Capitol Update: Special Edition May 7, 2013

May 7, 2013 |

Today is a special edition of the Raise Your Hand Capitol Update to keep you updated on yesterday’s passage of the committee substitute for House Bill 5, the session’s major education bill on assessment, graduation requirements and accountability, by the Texas Senate.

Senate Passes HB 5 With Significant Changes

After a great deal of behind the scenes negotiating and just over three hours of floor debate, the Texas Senate passed the Senate’s version of HB 5 by a vote of 31-0. The most significant change contained in the Senate committee substitute is what Chairman Patrick described as the “flex 4X4” which maintains the Foundation diploma and the endorsements, but requires 4 years of math and science (including Algebra II or a locally developed applied mathematics course that is equivalent) in all endorsements except for Business & Industry.
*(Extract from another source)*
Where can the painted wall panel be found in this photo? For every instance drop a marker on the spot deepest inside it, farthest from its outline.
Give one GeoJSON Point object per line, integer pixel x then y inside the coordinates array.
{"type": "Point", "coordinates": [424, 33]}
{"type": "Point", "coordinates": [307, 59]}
The Senate committee substitute stays with 5 end-of-course exams (combining reading and writing portions of English I and II) and limits benchmark tests to two per end-of-course exam.

During the course of floor consideration of the bill, the Senate debated 29 amendments. Among the more significant amendments adopted were the following:

  • An amendment by Senator Tommy Williams (R-The Woodlands) giving district’s the option to administer two additional end-of-course exams in English III and Algebra II for diagnostic purposes only. These tests cannot be considered for accountability, student grades, class rank, eligibility for state grant programs or other purposes. The two optional exams are in addition to the 5 end-of-course exams contemplated by the bill.
  • An amendment by Senator Kel Seliger (R-Amarillo), Chair of the Senate Higher Education Committee and a member of the Senate Education Committee, providing that a student must take four years of math and science including Algebra II in order to qualify for automatic admission under the top 10% rule or to qualify for state financial aid programs like B-On-Time Loans and Texas Grants.
  • An amendment by Senator Patrick (R-Houston) along with several other senators reflecting a compromise agreement on the accountability system that would assign labels A-F for districts only while maintaining the current labels for individual campuses.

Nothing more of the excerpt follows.